During this period, the refinery loaded 2,207 out of the 3,621 trucks dispatched, transporting a total of 102,973,025 litres of the targeted 400 million litres of petrol, initially scheduled for lifting at a rate of 25 million litres per day.

According to records reviewed by PREMIUM TIMES, this represented just 26 percent of the expected output.

The NNPC began lifting petrol from Dangote Refinery on September 15 as its sole off-taker. On the same day, the company announced it was purchasing petrol from the refinery at ₦898.78 per litre and selling it to marketers at ₦765.99 per litre, effectively subsidizing the product by about ₦133 per litre.

As supplies from the Dangote Refinery are distributed to fueling stations nationwide, the NNPC indicated that petrol prices would rise due to depot sale prices, statutory charges, transportation costs, and regional distribution challenges.

Despite this, petrol pump prices at NNPC stations across Nigeria have ranged between ₦855 and ₦897 over the past month, depending on location.

However, with the NNPC depleting its imported petrol stock and increasingly relying on shipments from Dangote Refinery, insiders have warned that a price hike is inevitable.

Previously, the company’s September 16 pricing template indicated that once all costs were factored in, petrol prices at Lagos stations would rise to ₦950.22 per litre, ₦980.22 in Rivers State, and ₦992.22 in Abuja.

In Nigeria’s North-West geopolitical zone, the cost was projected to reach ₦999.22 per litre, with prices in Borno and other North-Eastern states expected to hit ₦1,019 per litre.

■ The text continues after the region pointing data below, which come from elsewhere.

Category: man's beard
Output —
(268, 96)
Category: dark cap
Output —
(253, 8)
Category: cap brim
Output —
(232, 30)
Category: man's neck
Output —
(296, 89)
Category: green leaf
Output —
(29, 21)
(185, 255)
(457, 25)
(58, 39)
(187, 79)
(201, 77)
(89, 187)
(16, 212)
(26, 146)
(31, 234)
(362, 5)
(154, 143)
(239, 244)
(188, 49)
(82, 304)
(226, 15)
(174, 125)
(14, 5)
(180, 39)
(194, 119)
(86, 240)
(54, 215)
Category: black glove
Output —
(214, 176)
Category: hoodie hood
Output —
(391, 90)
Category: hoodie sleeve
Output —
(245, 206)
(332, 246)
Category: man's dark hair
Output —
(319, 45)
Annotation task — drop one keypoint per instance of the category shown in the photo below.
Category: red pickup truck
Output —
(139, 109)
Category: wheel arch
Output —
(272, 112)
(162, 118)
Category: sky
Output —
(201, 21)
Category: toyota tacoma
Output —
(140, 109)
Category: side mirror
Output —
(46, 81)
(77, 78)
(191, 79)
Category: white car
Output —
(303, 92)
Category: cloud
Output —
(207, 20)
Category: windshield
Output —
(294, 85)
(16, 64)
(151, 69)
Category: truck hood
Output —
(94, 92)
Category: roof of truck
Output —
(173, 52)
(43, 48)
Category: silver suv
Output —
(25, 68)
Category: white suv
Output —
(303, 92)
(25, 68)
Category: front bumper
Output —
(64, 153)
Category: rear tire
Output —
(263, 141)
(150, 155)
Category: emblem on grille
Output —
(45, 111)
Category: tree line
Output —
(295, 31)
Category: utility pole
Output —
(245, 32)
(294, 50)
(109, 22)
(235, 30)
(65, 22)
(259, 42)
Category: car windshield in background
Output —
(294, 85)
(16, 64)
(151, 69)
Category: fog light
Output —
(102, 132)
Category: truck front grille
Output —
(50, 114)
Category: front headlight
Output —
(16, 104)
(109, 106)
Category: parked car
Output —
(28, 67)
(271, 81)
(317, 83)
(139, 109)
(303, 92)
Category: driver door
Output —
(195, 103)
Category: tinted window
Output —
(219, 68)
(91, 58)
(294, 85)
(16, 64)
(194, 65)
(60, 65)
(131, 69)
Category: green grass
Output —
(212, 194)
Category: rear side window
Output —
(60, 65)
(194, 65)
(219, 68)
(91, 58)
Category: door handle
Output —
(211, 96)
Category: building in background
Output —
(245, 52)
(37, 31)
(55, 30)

In the South-East, petrol was estimated to cost ₦980.22 per litre, while in South-West states (Oyo, Ogun, Ekiti, Osun, Ondo), it would be ₦960.22 per litre.

However, insiders indicated that the September 16 estimate is now outdated due to fluctuations in the foreign exchange rate and rising crude oil prices driven by escalating tensions in the Middle East.

“With crude now trading above $78 per barrel as of Sunday and the naira exchanging at ₦1,660 to a dollar, there is no way petrol can sell for less than ₦1,350 per litre in Nigeria,” an official said.

On September 3, the NNPC had already raised petrol prices at its pumps from ₦617 per litre to between ₦855 and ₦897, depending on the location.